Re: [PATCH 3/4] mm: workingset: add vmstat counter for shadow nodes

From: Johannes Weiner
Date: Wed Oct 10 2018 - 10:02:45 EST


On Tue, Oct 09, 2018 at 03:04:01PM -0700, Andrew Morton wrote:
> On Tue, 9 Oct 2018 14:47:32 -0400 Johannes Weiner <hannes@xxxxxxxxxxx> wrote:
>
> > Make it easier to catch bugs in the shadow node shrinker by adding a
> > counter for the shadow nodes in circulation.
> >
> > Signed-off-by: Johannes Weiner <hannes@xxxxxxxxxxx>
> > ---
> > include/linux/mmzone.h | 1 +
> > mm/vmstat.c | 1 +
> > mm/workingset.c | 12 ++++++++++--
> > 3 files changed, 12 insertions(+), 2 deletions(-)
> >
> > diff --git a/include/linux/mmzone.h b/include/linux/mmzone.h
> > index 4179e67add3d..d82e80d82aa6 100644
> > --- a/include/linux/mmzone.h
> > +++ b/include/linux/mmzone.h
> > @@ -161,6 +161,7 @@ enum node_stat_item {
> > NR_SLAB_UNRECLAIMABLE,
> > NR_ISOLATED_ANON, /* Temporary isolated pages from anon lru */
> > NR_ISOLATED_FILE, /* Temporary isolated pages from file lru */
> > + WORKINGSET_NODES,
>
> Documentation/admin-guide/cgroup-v2.rst, please. And please check for
> any other missing items while in there?

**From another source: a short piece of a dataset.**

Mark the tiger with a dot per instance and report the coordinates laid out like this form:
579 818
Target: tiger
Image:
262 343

The new counter isn't being added to the per-cgroup memory.stat,
actually, it just shows in /proc/vmstat.

It seemed a bit too low-level for the cgroup interface, and the other
stats in there are in bytes, which isn't straight-forward to calculate
with sl*b packing.

Not that I'm against adding a cgroup breakdown in general, but the
global counter was enough to see if things were working right or not,
so I'd cross that bridge when somebody needs it per cgroup.

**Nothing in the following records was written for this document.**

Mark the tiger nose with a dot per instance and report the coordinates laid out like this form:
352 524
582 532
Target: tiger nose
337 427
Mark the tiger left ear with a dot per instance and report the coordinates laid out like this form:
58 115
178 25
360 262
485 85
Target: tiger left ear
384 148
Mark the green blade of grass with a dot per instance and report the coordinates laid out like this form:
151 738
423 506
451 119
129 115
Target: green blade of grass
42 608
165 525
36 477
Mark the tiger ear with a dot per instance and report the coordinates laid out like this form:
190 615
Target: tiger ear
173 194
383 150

But I checked cgroup-v2.rst anyway: all the exported items are
documented. Only the reclaim vs. refault stats were in different
orders: the doc has the refault stats first, the interface leads with
the reclaim stats. The refault stats go better with the page fault
stats, and are probably of more interest (since they have higher
impact on performance) than the LRU shuffling, so maybe this?

---
Subject: [PATCH] mm: memcontrol: fix memory.stat item ordering

The refault stats go better with the page fault stats, and are of
higher interest than the stats on LRU operations. In fact they used to
be grouped together; when the LRU operation stats were added later on,
they were wedged in between.

Move them back together. Documentation/admin-guide/cgroup-v2.rst
already lists them in the right order.

Signed-off-by: Johannes Weiner <hannes@xxxxxxxxxxx>
---

diff --git a/mm/memcontrol.c b/mm/memcontrol.c
index 81b47d0b14d7..ed15f233d31d 100644
--- a/mm/memcontrol.c
+++ b/mm/memcontrol.c
@@ -5575,6 +5575,13 @@ static int memory_stat_show(struct seq_file *m, void *v)
seq_printf(m, "pgfault %lu\n", acc.events[PGFAULT]);
seq_printf(m, "pgmajfault %lu\n", acc.events[PGMAJFAULT]);

+ seq_printf(m, "workingset_refault %lu\n",
+ acc.stat[WORKINGSET_REFAULT]);
+ seq_printf(m, "workingset_activate %lu\n",
+ acc.stat[WORKINGSET_ACTIVATE]);
+ seq_printf(m, "workingset_nodereclaim %lu\n",
+ acc.stat[WORKINGSET_NODERECLAIM]);
+
seq_printf(m, "pgrefill %lu\n", acc.events[PGREFILL]);
seq_printf(m, "pgscan %lu\n", acc.events[PGSCAN_KSWAPD] +
acc.events[PGSCAN_DIRECT]);
@@ -5585,13 +5592,6 @@ static int memory_stat_show(struct seq_file *m, void *v)
seq_printf(m, "pglazyfree %lu\n", acc.events[PGLAZYFREE]);
seq_printf(m, "pglazyfreed %lu\n", acc.events[PGLAZYFREED]);

- seq_printf(m, "workingset_refault %lu\n",
- acc.stat[WORKINGSET_REFAULT]);
- seq_printf(m, "workingset_activate %lu\n",
- acc.stat[WORKINGSET_ACTIVATE]);
- seq_printf(m, "workingset_nodereclaim %lu\n",
- acc.stat[WORKINGSET_NODERECLAIM]);
-
return 0;
}